MARJORIE PRIME

Most movies about artificial intelligence have been glitzy sci-fi pictures, often with menacing undertones. By contrast “Marjorie Prime,” adapted by Michael Almereyda from a 2014 play by Jordan Harrison that was shortlisted for the Pulitzer Prize, situates concerns about the impact of AI within a contemplative, cerebral piece about loss, grief and the fragility of memory. Its concern with existential issues and its hushed, deliberate style may hold you rapt; conversely, it might bore you to distraction.

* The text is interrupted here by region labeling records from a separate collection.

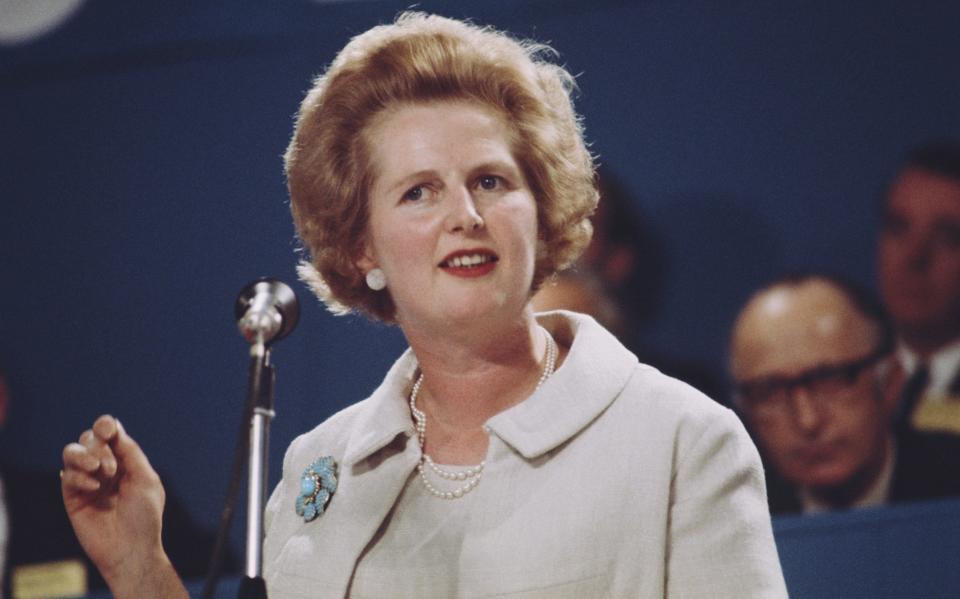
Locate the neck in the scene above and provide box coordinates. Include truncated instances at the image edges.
[808,439,893,509]
[401,310,546,464]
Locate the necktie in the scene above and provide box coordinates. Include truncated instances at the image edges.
[896,362,930,430]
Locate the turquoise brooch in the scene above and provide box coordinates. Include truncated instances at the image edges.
[296,456,337,522]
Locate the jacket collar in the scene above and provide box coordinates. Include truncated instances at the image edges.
[487,311,637,460]
[343,310,637,466]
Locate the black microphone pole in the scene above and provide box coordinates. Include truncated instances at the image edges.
[204,278,300,599]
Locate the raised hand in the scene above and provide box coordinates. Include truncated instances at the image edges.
[61,416,187,598]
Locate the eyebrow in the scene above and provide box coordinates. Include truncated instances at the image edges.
[383,169,437,194]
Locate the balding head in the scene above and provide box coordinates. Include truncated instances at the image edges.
[731,276,884,380]
[730,276,891,505]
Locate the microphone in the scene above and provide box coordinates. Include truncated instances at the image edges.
[233,277,300,345]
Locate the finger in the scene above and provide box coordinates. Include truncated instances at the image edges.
[63,443,100,474]
[79,424,117,477]
[93,414,118,443]
[60,469,102,496]
[111,420,157,486]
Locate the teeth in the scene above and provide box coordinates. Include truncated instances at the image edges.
[447,254,493,268]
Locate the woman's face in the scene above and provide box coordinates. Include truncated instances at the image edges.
[358,101,537,327]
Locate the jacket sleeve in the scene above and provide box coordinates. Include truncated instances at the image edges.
[666,409,787,599]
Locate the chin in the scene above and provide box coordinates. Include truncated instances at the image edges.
[794,464,854,487]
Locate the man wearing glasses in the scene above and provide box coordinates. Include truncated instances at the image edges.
[730,275,960,513]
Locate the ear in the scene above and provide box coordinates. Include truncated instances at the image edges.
[353,243,377,274]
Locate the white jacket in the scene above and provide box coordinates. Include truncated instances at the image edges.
[264,312,786,599]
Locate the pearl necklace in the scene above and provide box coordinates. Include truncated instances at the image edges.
[410,327,558,499]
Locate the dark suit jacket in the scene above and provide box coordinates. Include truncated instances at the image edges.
[765,432,960,515]
[0,466,234,597]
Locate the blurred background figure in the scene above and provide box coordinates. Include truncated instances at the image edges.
[0,365,235,599]
[533,166,723,399]
[730,275,960,514]
[879,141,960,434]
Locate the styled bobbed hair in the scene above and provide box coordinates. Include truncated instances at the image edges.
[284,12,598,322]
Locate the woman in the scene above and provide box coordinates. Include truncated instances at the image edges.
[63,14,785,598]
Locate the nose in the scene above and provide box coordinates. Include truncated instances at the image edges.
[792,387,823,434]
[447,187,484,233]
[904,235,931,271]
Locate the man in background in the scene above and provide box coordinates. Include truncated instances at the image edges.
[730,275,960,514]
[878,142,960,434]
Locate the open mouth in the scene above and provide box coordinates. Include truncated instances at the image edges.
[440,252,498,268]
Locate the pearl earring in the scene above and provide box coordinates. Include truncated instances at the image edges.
[367,268,387,291]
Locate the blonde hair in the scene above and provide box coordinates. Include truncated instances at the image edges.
[284,12,598,322]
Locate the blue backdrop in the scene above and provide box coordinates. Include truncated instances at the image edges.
[0,0,960,560]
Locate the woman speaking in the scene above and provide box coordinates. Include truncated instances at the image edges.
[63,13,786,599]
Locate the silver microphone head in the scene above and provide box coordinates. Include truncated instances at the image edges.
[234,277,300,345]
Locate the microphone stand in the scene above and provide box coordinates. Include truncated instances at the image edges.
[202,277,300,599]
[238,335,275,599]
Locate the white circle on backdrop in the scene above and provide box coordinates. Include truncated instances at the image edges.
[0,0,84,46]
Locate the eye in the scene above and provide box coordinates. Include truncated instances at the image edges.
[477,175,503,191]
[882,212,909,237]
[402,185,424,202]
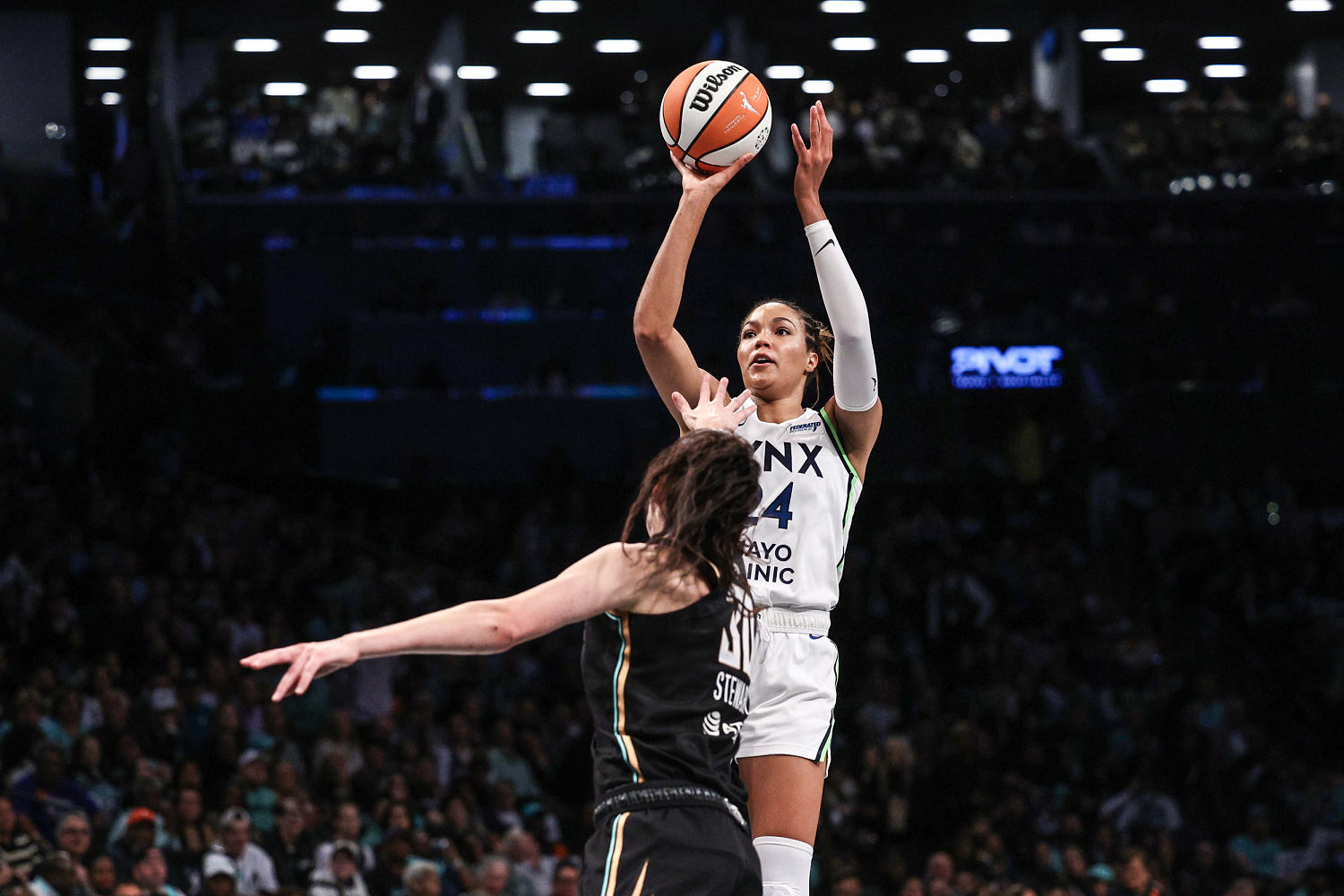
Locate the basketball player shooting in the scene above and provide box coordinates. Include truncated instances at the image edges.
[634,102,882,896]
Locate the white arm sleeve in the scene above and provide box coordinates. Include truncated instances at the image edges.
[804,220,878,411]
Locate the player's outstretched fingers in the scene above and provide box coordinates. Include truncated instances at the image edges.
[672,392,691,420]
[271,656,304,702]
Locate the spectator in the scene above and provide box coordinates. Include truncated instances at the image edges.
[131,847,185,896]
[1228,805,1284,880]
[308,840,368,896]
[89,856,117,896]
[472,856,513,896]
[314,802,375,874]
[261,797,317,890]
[0,797,46,883]
[10,741,99,841]
[202,806,280,896]
[108,806,159,880]
[56,812,93,882]
[1120,847,1167,896]
[550,861,580,896]
[504,829,559,896]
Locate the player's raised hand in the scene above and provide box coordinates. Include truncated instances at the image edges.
[668,149,755,199]
[672,374,755,433]
[789,99,835,202]
[239,638,359,702]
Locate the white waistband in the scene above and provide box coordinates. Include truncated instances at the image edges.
[761,607,831,634]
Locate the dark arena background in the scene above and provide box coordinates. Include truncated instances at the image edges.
[0,0,1344,896]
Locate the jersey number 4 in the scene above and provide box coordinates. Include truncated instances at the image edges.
[747,482,793,530]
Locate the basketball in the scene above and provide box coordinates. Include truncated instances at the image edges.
[659,59,773,175]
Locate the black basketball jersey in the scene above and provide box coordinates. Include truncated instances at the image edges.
[582,591,757,809]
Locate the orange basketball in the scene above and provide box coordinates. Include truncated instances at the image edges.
[659,59,773,175]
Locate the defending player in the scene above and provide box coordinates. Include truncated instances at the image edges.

The chamber piece is set at some date in the near future at a seaside home where elderly Marjorie (Lois Smith) lives with her daughter Tess (Geena Davis) and son-in-law Jon (Tim Robbins). In order to help her deal with her worsening dementia, they have provided her with a 3D hologram of her late husband Walter (Jon Hamm), called Walter Prime, whose conversations with her can, it’s hoped, help minimize her loss of memory—though painful recollections are to be suppressed.

Jon is a strong proponent of the created Walter’s value, feeding him information that he can then use in his sessions with Marjorie. Tess, on the other hand, is more ambivalent, not only because her relationship with her mother is somewhat fraught, but because there are parts of the past—like her father’s infidelity and the fate of her brother—that she doesn’t want resuscitated.

Indeed, the film deals explicitly with the very nature of memory, suggesting that it is not something definite and established but rather a continuously revised construct, with memories that are “called up” being not a reconnection with the actual remembered event but instead the last memory of it that has been previously accessed, so that like every duplicate of a duplicate, it erodes over time and can even be altered. A humorous moment about that occurs early on, when Walter relates how he and Marjorie had gone to see “My Best Friend’s Wedding” and she conspiratorially suggests they should revise the story to have gone to “Casablanca” instead. Harrison and Almereyda are getting at a point similar to the one made recently by “The Sense of an Ending,” arguing that we don’t really reconstruct the past as much as construct it anew in the present, a variant of the idea that the past isn’t dead, and isn’t even past.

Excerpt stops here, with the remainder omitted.